Resta il fatto che oggi nel capoluogo piemontese si è registrata una rivolta contro polizia ed esercito che presidiano la città per l’emergenza Coronavirus. Secondo la Questura sette agenti sono rimasti feriti nei tafferugli, mentre quattro dimostranti sono stati fermati per resistenza a pubblico ufficiale e ad altri tre è arrivata una denuncia a piede libero.

Il tutto è avvenuto nel tratto di corso Giulio Cesare che taglia il quartiere Aurora, zona popolare e multietnica della città. Un anziano era stato scippato da due persone e, nonostante una brutta caduta, era riuscito a chiamare il 112.

L’equipaggio di una volante aveva rintracciato e bloccato i presunti rapinatori poche decine di metri più lontano, all’altezza di una casa occupata.

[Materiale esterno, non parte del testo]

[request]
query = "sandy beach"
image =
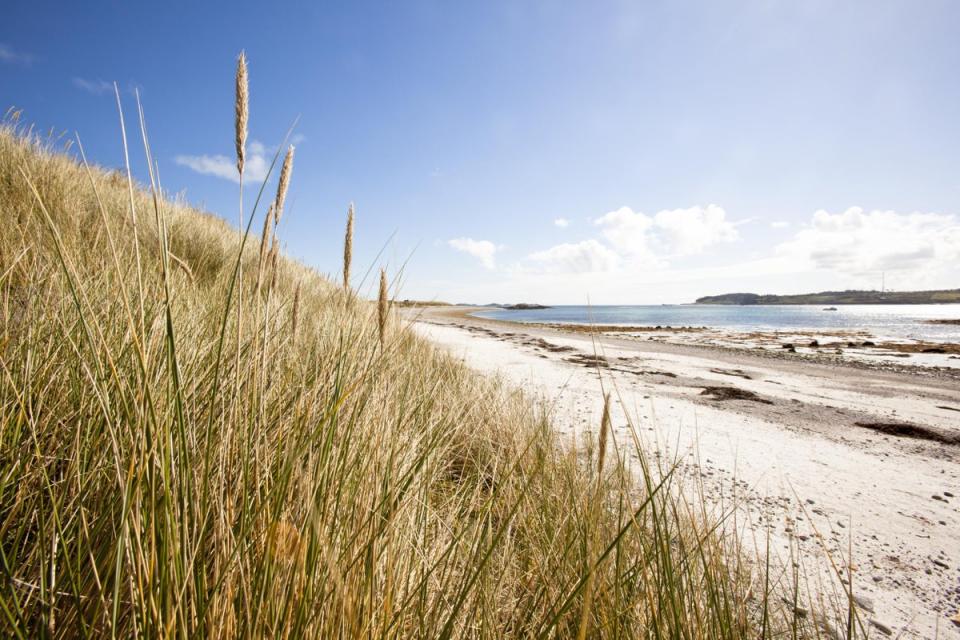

La contestazione è cominciata subito e si sono dovute portare sul posto altre pattuglie di rinforzo, insieme ai militari in servizio con i poliziotti. Gli investigatori della questura parlano di un gruppo composto da antagonisti di area anarchica, extracomunitari e alcuni rom. Intanto i due presunti rapinatori – marocchini di 28 e 36 anni – finiscono al commissariato più vicino, in tasca la refurtiva e qualche grammo di stupefacente.

“La violenza ormai a briglia sciolta della polizia si è manifestata oggi in maniera esemplificativa in un fermo che aveva il sapore di un’aggressione”. Si legge sulla pagina Facebook di area anarchica “Macerie”.

“Un’aggressione così chiara – recita il post – che in interi isolati di corso Giulio Cesare le persone vedendo la scena non sono rimaste zitte e molte sono scese in strada. Tra loro anche quattro compagni buttati a terra, trascinati e portati via da un esercito velocemente giunto a reprimere la situazione. Decine e decine di individui in strada e centinaia dalle finestre hanno inscenato una vera e propria protesta nonostante le difficoltà perché c’è un limite di sopportazione all’ingiustizia e ciò che è accaduto questo pomeriggio lo dimostra. Ora in strada non c’è più nessuno. Ciò che è accaduto non passerà però in sordina”.